Though FCs are not widely known, their awards have far reaching implications for fiscal federalism and macroeconomic fiscal outcomes. Successive finance commissions (FCs) have established a sound tradition of impartial awards.
Slight shifts in one direction or another notwithstanding, most earlier FCs have tried to navigate a balanced course between interests of the central government and those of states and between considerations of equity and efficiency.
The 16th Finance Commission (16th FC) report has changed this course. It reveals a distinct re-orientation in favour of the central government vis-à-vis the states and shows little concern for equity.
Also, unlike past FCs, it has expressed opinions without always presenting data in their support. Hence, it is not possible to judge whether some of these opinions are based on robust evidence.
Renowned domain experts have therefore been quite critical of the 16th FC awards (Rangarajan & Srivastava in The Hindu, 2 March; Govinda Rao in Business Standard, 12 March). This column illustrates how a once-balanced approach has been changed in both vertical transfers between the Centre and states and the horizontal devolution among states.
In its tax devolution formula, the 16th FC has maintained the share of states at 41% of the shareable pool, like the 15th FC, giving the appearance of continuity. However, the shareable pool itself has been progressively squeezed, with the Centre increasingly resorting to resource mobilization through cesses and surcharges, which are Constitutionally excluded from the shareable pool.
Further, the 16th FC has eschewed most grants, especially the revenue deficit grant (RDG), though grants constitute the second channel of non-discretionary FC transfers to states. In principle, the RDG should be computed normatively as the difference between the resource needs of a state—to provide a level of public services comparable with all other states—and the sum of its own revenue raising capacity and tax devolution.
Typically, RDGs have never fully offset the fiscal disability of states, but they have helped to reduce the gap. By ignoring the impact of GST and doing away with the RDG altogether, the 16th FC award has led to a sharp reduction in the share of central gross revenue transferred to states. That share rose from around 27% in the 11th FC award to a peak of 35.6% in the 14th FC award, moderating marginally to 34.4% in the 15th FC award. Based on 2026-27 budget allocations, Rangarajan and Srivastava estimate that the share is now down to 32.7% under the 16th FC award.
FC transfers to states, both devolution and grants, are transparent and non-discretionary. With a reduction in the share of such FC transfers, the share of discretionary Centrally Sponsored Schemes (CSS) has risen to around 50% of total transfers to states. Since generally 40% of the cost of these schemes have to be financed by states, CSS spending entails a significant diversion of states’ resources to priorities of the Centre from those of states.
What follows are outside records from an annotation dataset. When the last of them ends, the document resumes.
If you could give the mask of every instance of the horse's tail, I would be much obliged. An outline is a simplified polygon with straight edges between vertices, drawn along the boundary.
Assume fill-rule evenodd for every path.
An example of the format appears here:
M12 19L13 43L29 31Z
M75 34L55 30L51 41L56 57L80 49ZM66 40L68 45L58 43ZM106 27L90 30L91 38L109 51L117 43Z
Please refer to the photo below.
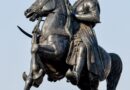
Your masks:
M110 74L107 77L107 90L116 90L117 84L119 82L122 73L122 61L121 58L115 54L110 53L112 59L112 67Z

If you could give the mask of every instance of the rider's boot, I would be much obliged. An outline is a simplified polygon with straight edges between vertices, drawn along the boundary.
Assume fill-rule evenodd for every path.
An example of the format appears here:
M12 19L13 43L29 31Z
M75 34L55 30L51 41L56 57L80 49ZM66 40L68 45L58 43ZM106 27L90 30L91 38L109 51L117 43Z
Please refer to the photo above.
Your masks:
M80 74L85 63L86 49L83 45L78 48L78 55L76 59L76 64L73 66L73 70L68 70L66 77L73 85L77 85L80 79Z

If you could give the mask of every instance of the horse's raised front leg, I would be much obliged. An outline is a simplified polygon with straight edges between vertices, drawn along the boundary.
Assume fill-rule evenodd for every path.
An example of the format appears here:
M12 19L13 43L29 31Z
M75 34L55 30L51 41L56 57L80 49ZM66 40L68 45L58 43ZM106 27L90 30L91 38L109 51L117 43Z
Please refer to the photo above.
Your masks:
M68 39L60 35L49 35L47 40L40 41L38 53L47 59L59 60L68 48Z
M38 50L38 44L36 42L36 37L33 35L32 38L32 48L31 48L31 64L30 64L30 73L29 75L26 75L26 73L23 73L23 79L25 81L25 87L24 90L30 90L31 86L38 87L43 80L43 77L45 75L44 68L42 65L42 62L40 60L40 57L37 53Z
Moreover, these schemes relate to sectors that are often state subjects as per the Seventh Schedule of the Constitution. As such, the increasing share of CSS transfers constitutes a major distortion of the federal architecture envisaged in the Constitution. The 16th FC awards have significantly exacerbated this distortion.
Finally, the 16th FC has appropriately been very critical of the increasing provision of budgetary transfers and non-merit subsidies by states to power distribution companies and populist schemes for vote banks, or ‘freebies’ as they are often called. However, the 16th FC makes no adverse comment about bailouts of central public undertakings or the proliferation of central ‘freebie’ schemes, which is further evidence of its centrist bias.
Turning to the horizontal transfers among states, the 16th FC has introduced a new component in its devolution formula, ‘contribution to GDP,’ with a weight of 10%. This has apparently been done to represent fiscal efficiency while the FC has dropped standard measures of states’ fiscal performance used by earlier FCs.
What the new component actually reflects is not the fiscal efficiency of a state, but its economic strength, the size of its gross state domestic product (GSDP), demographic size, capital stock, etc, which have little to do with fiscal performance. This component biases the devolution in favour of larger, more developed states, undermining equity.
With every FC award, there are some states that gain share while some lose when allocation formulas and weights change. This is because the total of all state shares must add up to 100%. The difference this time is that most of the states that have lost share are India’s smaller and poorer states: Bihar, Chhattisgarh, Uttar Pradesh, Madhya Pradesh, Rajasthan, Odisha, West Bengal and all the northeastern hilly states that are totally dependent on central transfers.
In navigating a path between the Centre and states and between equity and efficiency in its award, the 16th FC has unfortunately turned the clock back. We have to live with this award for the next five years. Hopefully the 17th FC will take us back to the well-established balanced path.